Healing touch first became known as a part of holistic medicine, Tate said.
“We balance the chakras, which are the little energy centers in the body,” she said.
Like Reiki, the treatments involve moving the practitioner’s hands over the patient. Tate can feel energy flowing through her hands into the patient, and patients tell her they can feel it, too.
“Sometimes amazing things happen. You can’t count on them happening, but I’ve had at least six miracles happen that were life-saving miracles,” she said.
Fitness is an important component to health, and there certainly is no shortage of fitness programs available in the Tahlequah area. Yoga combines physical and mental aspects of fitness, and conventional yoga lessons are available through Northeastern State University’s Continuing Education program and through the Yoga Barn at the Canebrake Resort on Lake Fort Gibson. Classes are also taught at Angela’s Fitness.
Several years ago, Laurette Willis of Tahlequah, who had studied yoga earlier in her life, decided a Christian alternative was needed. So she developed PraiseMoves, which now has 150 certified instructors throughout the United States and in several foreign countries.
Willis said a soldier in Iraq is currently completing certification and will teach the stress-reducing program in that area of conflict. She said PraiseMoves has been used successfully by people with back problems, sciatica, arthritis, asthma, and other medical conditions.
“We’ve had a number of testimonials also from people who suffered from anxiety, and who no longer suffer from anxiety,” she said.
It increases a person’s flexibility and builds strength, reduces stress, and helps injuries to heal, and also can assist with weight loss, according to the PraiseMoves website. Students in PraiseMoves classes have ranged from toddlers to great-grandparents, and several Christian schools are incorporating it as their physical education program, Willis said.
She values the spiritual element of PraiseMoves, along with its physical benefits.
“I think it’s also the spiritual benefits of meditating on scriptures from the Bible.
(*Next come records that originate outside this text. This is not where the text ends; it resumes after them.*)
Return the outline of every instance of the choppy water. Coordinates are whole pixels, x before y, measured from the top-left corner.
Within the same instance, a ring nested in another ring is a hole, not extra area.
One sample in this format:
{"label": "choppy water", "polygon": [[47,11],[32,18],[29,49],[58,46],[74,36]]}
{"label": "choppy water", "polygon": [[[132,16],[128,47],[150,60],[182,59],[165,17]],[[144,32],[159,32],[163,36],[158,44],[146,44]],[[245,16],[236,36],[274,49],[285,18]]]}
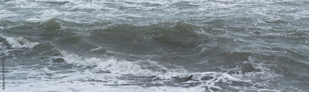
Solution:
{"label": "choppy water", "polygon": [[0,0],[1,91],[309,91],[308,10],[307,0]]}

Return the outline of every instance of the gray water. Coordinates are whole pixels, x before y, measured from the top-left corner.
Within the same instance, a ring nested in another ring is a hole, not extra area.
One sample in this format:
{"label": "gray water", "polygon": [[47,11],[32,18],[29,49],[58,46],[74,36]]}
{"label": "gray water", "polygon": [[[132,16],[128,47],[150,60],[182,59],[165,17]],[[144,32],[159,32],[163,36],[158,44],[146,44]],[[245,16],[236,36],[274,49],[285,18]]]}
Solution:
{"label": "gray water", "polygon": [[309,91],[308,5],[0,0],[1,91]]}

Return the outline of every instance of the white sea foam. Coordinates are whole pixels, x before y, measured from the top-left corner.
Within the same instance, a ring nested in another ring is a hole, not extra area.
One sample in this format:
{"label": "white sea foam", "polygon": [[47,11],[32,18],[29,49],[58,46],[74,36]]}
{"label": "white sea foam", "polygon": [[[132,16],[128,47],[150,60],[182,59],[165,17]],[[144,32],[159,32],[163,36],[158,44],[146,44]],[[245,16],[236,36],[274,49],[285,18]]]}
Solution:
{"label": "white sea foam", "polygon": [[10,37],[2,34],[0,34],[0,36],[5,39],[8,44],[11,45],[11,47],[13,48],[32,48],[40,44],[37,42],[31,42],[23,37]]}

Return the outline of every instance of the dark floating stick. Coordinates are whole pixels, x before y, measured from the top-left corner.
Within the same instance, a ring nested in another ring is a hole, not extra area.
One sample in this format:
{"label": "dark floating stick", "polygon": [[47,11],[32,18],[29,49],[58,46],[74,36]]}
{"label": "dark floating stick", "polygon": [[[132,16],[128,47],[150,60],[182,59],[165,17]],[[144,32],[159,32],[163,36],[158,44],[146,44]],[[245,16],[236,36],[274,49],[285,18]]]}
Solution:
{"label": "dark floating stick", "polygon": [[216,48],[220,48],[219,47],[218,47],[219,46],[218,46],[218,47],[216,47],[216,46],[214,46],[214,49],[215,49]]}

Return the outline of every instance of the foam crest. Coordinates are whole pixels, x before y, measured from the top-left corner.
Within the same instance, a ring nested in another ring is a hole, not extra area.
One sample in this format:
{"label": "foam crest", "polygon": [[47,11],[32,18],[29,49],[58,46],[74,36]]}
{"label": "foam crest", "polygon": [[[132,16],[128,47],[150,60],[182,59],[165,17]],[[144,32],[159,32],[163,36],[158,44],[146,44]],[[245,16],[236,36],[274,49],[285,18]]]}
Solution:
{"label": "foam crest", "polygon": [[5,39],[13,48],[32,48],[40,44],[37,42],[32,42],[23,37],[9,37],[3,36],[2,34],[0,34],[0,36]]}
{"label": "foam crest", "polygon": [[97,66],[104,71],[112,73],[132,75],[140,77],[156,77],[160,79],[173,77],[186,78],[191,75],[184,69],[167,69],[152,61],[138,60],[131,62],[113,57],[106,58],[80,56],[73,53],[60,51],[63,59],[68,63],[78,66]]}

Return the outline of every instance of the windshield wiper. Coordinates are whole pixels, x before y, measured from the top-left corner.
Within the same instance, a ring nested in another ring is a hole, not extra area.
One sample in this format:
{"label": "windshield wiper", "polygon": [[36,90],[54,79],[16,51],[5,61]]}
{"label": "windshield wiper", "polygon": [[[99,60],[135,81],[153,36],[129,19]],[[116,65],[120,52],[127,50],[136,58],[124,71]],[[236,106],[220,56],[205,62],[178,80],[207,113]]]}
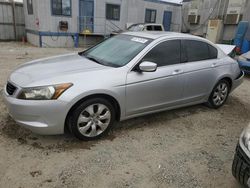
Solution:
{"label": "windshield wiper", "polygon": [[84,57],[88,58],[89,60],[91,61],[94,61],[100,65],[104,65],[104,66],[109,66],[109,67],[120,67],[119,65],[115,65],[113,63],[108,63],[108,62],[103,62],[103,61],[100,61],[92,56],[88,56],[88,55],[85,55]]}
{"label": "windshield wiper", "polygon": [[89,60],[91,60],[91,61],[94,61],[94,62],[96,62],[96,63],[98,63],[98,64],[102,64],[100,61],[98,61],[96,58],[94,58],[94,57],[89,57],[89,56],[85,56],[86,58],[88,58]]}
It’s peace-producing. It’s a workout with benefits on several different levels,” Willis said.
For example, the angel posture exercises several muscles in the arms and legs.
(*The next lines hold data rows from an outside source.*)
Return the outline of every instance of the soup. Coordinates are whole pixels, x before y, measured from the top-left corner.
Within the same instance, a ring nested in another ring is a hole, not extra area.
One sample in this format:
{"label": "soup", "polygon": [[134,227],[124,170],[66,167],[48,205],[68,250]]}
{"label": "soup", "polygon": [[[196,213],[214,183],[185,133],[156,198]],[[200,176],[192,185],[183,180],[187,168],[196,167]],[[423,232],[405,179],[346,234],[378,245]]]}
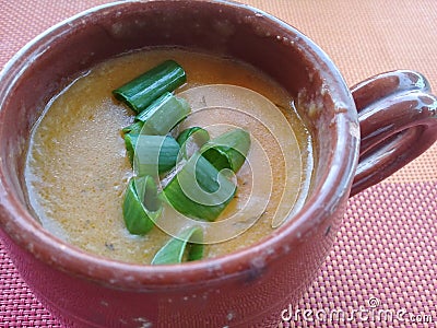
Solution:
{"label": "soup", "polygon": [[[257,145],[236,174],[236,197],[217,222],[225,222],[245,204],[250,213],[252,204],[260,202],[257,198],[248,202],[253,195],[265,200],[262,213],[238,233],[208,243],[204,258],[260,241],[303,206],[312,174],[312,145],[286,91],[231,58],[149,49],[84,72],[47,104],[35,125],[25,183],[28,201],[47,231],[85,251],[135,263],[150,263],[168,241],[162,226],[144,236],[126,229],[122,200],[132,168],[120,131],[132,122],[133,112],[111,95],[114,89],[166,59],[187,72],[187,83],[176,94],[193,108],[177,129],[200,126],[215,136],[223,127],[237,126]],[[265,106],[257,106],[260,102]],[[206,103],[208,110],[200,110]],[[275,120],[283,121],[276,127]]]}

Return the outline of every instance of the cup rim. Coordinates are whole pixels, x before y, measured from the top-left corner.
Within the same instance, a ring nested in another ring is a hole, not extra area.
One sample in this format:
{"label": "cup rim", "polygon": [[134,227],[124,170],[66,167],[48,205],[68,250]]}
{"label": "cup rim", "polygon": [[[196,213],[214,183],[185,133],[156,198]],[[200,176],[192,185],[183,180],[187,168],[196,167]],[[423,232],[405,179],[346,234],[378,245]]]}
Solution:
{"label": "cup rim", "polygon": [[[249,247],[222,257],[201,261],[185,262],[181,265],[149,266],[121,262],[92,255],[51,235],[36,222],[25,209],[25,206],[14,197],[13,192],[8,192],[8,181],[5,180],[4,173],[1,171],[0,196],[3,211],[0,214],[0,220],[7,222],[2,229],[15,243],[26,248],[34,257],[61,271],[91,279],[103,284],[117,285],[119,288],[168,288],[169,285],[176,286],[181,283],[184,283],[184,285],[196,284],[199,283],[199,281],[206,280],[220,281],[224,276],[235,276],[253,268],[259,269],[260,267],[265,267],[273,260],[281,260],[282,255],[292,251],[286,247],[286,245],[291,245],[291,241],[305,241],[305,236],[311,233],[315,225],[323,221],[323,215],[326,216],[327,214],[335,212],[341,200],[349,197],[358,160],[359,144],[359,136],[356,136],[356,130],[355,133],[352,131],[351,125],[354,126],[355,129],[358,129],[358,124],[355,104],[350,90],[332,60],[306,35],[290,24],[259,9],[228,0],[196,1],[220,3],[222,5],[232,7],[235,10],[244,9],[252,13],[261,13],[269,19],[271,23],[279,24],[298,35],[305,49],[317,56],[319,65],[323,68],[322,73],[327,85],[332,83],[332,85],[334,84],[336,86],[335,89],[329,89],[328,86],[327,91],[331,92],[332,98],[338,101],[334,105],[340,109],[343,108],[343,110],[338,110],[336,113],[336,139],[333,142],[335,149],[330,159],[331,163],[329,163],[332,165],[330,165],[329,172],[322,177],[322,183],[316,186],[312,196],[308,199],[304,208],[294,214],[293,220],[284,223],[268,237]],[[58,33],[62,33],[68,26],[73,26],[74,23],[79,23],[87,16],[106,9],[115,10],[119,5],[132,2],[144,1],[116,1],[97,5],[46,30],[27,43],[27,45],[7,62],[3,70],[0,72],[0,81],[2,82],[0,85],[11,81],[11,75],[16,72],[16,68],[25,69],[25,59],[28,55],[32,55],[33,49],[38,46],[38,43],[49,39]],[[8,86],[0,86],[0,105],[7,94]],[[344,110],[345,108],[347,110]]]}

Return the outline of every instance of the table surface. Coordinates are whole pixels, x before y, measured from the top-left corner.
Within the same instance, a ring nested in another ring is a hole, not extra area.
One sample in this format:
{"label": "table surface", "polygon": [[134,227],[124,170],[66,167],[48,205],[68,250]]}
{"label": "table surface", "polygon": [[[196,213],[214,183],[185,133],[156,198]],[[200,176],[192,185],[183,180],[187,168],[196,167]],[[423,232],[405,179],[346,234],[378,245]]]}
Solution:
{"label": "table surface", "polygon": [[[109,1],[0,0],[0,68],[52,24],[105,2]],[[413,69],[437,90],[437,1],[244,2],[311,37],[351,86],[383,71]],[[332,251],[293,307],[319,313],[321,320],[315,324],[298,315],[282,321],[279,315],[280,327],[437,326],[436,163],[434,145],[390,178],[350,199]],[[395,315],[378,321],[361,309]],[[335,311],[346,319],[329,321],[327,314]],[[60,327],[20,279],[1,241],[0,327]]]}

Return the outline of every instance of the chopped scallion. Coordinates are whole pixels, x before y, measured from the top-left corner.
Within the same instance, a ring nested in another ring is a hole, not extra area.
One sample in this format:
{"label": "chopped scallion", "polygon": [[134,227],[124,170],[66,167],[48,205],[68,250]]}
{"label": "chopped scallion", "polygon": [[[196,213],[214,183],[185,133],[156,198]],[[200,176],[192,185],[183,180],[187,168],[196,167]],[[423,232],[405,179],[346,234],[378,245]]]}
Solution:
{"label": "chopped scallion", "polygon": [[178,122],[190,113],[187,101],[166,92],[147,108],[135,116],[143,122],[142,134],[167,134]]}
{"label": "chopped scallion", "polygon": [[151,176],[131,178],[122,204],[128,231],[134,235],[146,234],[161,212],[162,204],[154,179]]}
{"label": "chopped scallion", "polygon": [[236,173],[246,161],[250,134],[243,129],[227,131],[206,142],[200,150],[218,171],[229,168]]}
{"label": "chopped scallion", "polygon": [[200,127],[192,127],[180,132],[176,140],[180,145],[184,159],[189,159],[210,140],[210,133]]}
{"label": "chopped scallion", "polygon": [[224,172],[218,172],[199,153],[192,155],[163,190],[164,198],[181,214],[214,221],[237,190]]}
{"label": "chopped scallion", "polygon": [[203,231],[199,226],[185,230],[165,244],[152,259],[152,265],[174,265],[203,257]]}

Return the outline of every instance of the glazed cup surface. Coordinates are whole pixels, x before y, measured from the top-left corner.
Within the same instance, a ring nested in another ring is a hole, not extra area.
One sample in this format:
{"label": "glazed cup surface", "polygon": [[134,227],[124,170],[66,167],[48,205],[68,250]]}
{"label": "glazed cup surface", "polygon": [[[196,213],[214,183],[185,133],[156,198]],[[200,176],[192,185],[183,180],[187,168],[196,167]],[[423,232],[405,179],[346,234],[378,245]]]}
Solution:
{"label": "glazed cup surface", "polygon": [[[96,63],[152,46],[238,58],[295,98],[315,139],[314,188],[304,209],[269,238],[222,258],[138,266],[85,254],[32,216],[23,164],[45,104]],[[227,1],[123,1],[80,14],[7,65],[0,105],[0,235],[37,297],[73,327],[274,326],[332,246],[359,155],[355,103],[324,52],[283,22]]]}

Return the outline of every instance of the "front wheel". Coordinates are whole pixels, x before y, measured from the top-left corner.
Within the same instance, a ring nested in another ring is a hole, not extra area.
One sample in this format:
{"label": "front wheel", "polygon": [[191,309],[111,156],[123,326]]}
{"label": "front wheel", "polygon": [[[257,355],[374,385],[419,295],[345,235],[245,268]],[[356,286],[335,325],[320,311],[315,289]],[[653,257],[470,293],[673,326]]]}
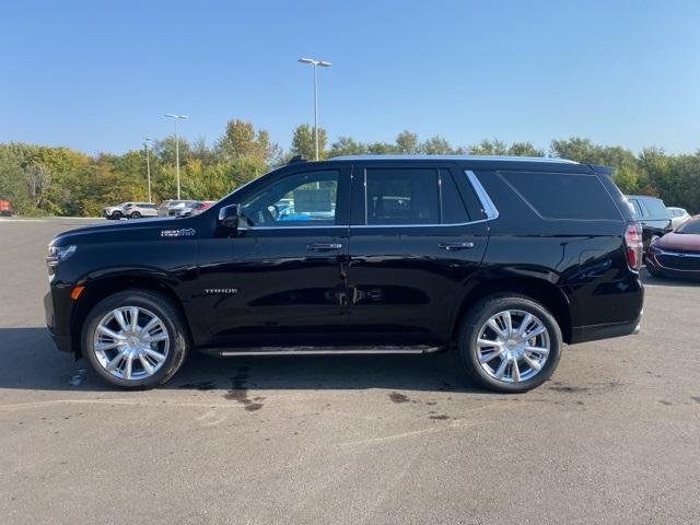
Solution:
{"label": "front wheel", "polygon": [[88,314],[82,330],[83,355],[103,381],[121,388],[166,383],[187,347],[173,303],[148,290],[109,295]]}
{"label": "front wheel", "polygon": [[495,392],[541,385],[557,369],[561,329],[541,304],[521,295],[493,295],[467,314],[458,351],[467,373]]}

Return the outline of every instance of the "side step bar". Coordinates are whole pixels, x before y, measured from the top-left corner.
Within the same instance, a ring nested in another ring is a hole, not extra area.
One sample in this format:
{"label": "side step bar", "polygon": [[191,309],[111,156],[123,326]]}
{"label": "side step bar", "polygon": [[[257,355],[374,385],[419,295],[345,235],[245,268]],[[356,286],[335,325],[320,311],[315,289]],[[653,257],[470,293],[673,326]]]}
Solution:
{"label": "side step bar", "polygon": [[231,358],[236,355],[381,355],[407,353],[435,353],[446,350],[447,345],[431,347],[421,345],[416,347],[381,346],[381,347],[258,347],[258,348],[200,348],[200,352],[208,355]]}

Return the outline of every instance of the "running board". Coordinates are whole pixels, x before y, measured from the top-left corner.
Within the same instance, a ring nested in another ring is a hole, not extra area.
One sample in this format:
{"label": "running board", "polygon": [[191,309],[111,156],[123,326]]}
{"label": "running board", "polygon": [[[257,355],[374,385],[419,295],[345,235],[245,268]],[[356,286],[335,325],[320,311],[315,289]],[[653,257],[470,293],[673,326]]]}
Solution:
{"label": "running board", "polygon": [[417,354],[435,353],[446,350],[447,346],[431,347],[420,345],[415,347],[381,346],[381,347],[258,347],[242,348],[200,348],[199,351],[208,355],[231,358],[236,355],[377,355],[377,354]]}

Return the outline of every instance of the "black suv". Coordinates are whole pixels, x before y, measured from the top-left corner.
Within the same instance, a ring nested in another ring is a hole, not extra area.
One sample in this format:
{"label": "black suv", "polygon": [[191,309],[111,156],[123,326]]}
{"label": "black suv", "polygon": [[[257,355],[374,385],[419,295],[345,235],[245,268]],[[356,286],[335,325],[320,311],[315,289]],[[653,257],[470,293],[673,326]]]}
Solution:
{"label": "black suv", "polygon": [[454,348],[524,392],[562,343],[637,331],[641,230],[606,167],[553,159],[294,160],[200,215],[58,235],[46,318],[105,381],[215,355]]}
“At the same time, you’re also meditating on or speaking aloud Psalms 91:11,” she said. That verse describes the protection provided by angels. You’re not only strengthening the body, but also feeding the mind and being spiritually uplifted.”
She considers PraiseMoves the ultimate workout.
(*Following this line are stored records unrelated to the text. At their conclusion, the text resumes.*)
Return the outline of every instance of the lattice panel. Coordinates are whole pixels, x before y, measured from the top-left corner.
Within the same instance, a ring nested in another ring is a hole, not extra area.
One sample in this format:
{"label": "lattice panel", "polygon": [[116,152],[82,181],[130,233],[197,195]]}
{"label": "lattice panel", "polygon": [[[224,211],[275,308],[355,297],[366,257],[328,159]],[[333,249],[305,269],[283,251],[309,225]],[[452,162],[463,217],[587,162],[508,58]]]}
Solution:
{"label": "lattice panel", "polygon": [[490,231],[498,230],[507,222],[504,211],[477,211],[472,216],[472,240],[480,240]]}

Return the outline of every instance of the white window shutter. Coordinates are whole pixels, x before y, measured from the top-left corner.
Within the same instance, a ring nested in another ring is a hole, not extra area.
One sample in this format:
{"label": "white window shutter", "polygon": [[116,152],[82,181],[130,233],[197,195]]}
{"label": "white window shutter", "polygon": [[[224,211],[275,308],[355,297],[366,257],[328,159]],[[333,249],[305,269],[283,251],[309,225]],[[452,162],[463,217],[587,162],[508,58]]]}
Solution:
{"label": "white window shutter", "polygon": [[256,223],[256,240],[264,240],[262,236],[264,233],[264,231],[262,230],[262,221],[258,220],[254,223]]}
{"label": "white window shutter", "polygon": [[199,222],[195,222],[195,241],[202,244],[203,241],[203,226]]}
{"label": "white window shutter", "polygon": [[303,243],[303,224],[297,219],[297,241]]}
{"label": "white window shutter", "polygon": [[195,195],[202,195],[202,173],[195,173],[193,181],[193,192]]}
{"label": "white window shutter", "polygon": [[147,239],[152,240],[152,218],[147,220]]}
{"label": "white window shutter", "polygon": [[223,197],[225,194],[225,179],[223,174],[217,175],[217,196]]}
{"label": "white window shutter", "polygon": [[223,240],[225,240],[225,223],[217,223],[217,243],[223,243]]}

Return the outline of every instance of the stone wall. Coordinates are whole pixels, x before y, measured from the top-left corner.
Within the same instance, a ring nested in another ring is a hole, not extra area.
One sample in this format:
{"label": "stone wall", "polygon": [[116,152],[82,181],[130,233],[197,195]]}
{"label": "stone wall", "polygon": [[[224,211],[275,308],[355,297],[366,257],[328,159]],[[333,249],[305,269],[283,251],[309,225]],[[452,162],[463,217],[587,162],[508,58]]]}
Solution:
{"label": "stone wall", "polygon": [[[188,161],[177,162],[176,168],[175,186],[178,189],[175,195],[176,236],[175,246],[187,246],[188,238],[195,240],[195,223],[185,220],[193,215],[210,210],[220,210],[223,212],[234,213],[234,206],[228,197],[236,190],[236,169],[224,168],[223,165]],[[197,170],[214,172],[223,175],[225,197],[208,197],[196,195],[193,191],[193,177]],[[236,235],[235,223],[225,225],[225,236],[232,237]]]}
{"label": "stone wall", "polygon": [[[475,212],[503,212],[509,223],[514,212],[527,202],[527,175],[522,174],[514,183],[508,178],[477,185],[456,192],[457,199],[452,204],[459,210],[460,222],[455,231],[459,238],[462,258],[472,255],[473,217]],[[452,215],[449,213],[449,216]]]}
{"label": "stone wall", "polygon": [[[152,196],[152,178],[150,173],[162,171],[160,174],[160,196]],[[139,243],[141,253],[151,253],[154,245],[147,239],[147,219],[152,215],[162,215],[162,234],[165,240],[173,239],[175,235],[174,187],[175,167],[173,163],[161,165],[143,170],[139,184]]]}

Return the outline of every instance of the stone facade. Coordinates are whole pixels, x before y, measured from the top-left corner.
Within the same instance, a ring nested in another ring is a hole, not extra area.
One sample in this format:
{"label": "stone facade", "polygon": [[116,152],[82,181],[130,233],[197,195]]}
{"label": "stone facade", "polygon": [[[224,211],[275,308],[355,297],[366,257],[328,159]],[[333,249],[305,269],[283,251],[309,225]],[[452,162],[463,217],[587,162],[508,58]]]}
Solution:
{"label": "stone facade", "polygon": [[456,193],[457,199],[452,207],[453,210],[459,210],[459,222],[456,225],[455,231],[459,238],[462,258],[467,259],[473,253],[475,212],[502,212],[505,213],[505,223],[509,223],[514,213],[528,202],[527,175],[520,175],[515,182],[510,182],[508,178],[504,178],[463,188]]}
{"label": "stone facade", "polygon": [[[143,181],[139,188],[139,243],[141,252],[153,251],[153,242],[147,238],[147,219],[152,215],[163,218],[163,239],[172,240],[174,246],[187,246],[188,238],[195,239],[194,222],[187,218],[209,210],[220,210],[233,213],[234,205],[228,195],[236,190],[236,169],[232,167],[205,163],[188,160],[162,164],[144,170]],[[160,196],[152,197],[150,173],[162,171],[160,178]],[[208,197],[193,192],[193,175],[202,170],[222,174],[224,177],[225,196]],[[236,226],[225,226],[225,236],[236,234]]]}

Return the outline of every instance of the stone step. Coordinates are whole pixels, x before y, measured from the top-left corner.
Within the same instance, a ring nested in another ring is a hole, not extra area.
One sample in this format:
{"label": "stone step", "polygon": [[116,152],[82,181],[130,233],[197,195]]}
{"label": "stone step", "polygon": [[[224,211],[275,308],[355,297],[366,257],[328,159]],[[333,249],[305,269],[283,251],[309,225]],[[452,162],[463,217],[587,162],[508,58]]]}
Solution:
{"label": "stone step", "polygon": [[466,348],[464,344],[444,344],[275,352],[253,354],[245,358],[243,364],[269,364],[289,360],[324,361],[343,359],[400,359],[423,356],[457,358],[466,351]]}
“We like to say transform your workouts into worship with PraiseMoves. You’re combining faith and fitness. It’s multi-tasking that’s good for you,” she said.
The local people who practice methods that used to be considered radical or unconventional foresee a growing acceptance among the medical community and among the general public.
“Acupuncture used to be ‘woo-woo’ stuff, and now it’s accepted. This is coming, too,” Tate said. “About 10 years ago, a doctor in Muskogee ordered a practitioner out of the hospital. It’s not that way anymore.”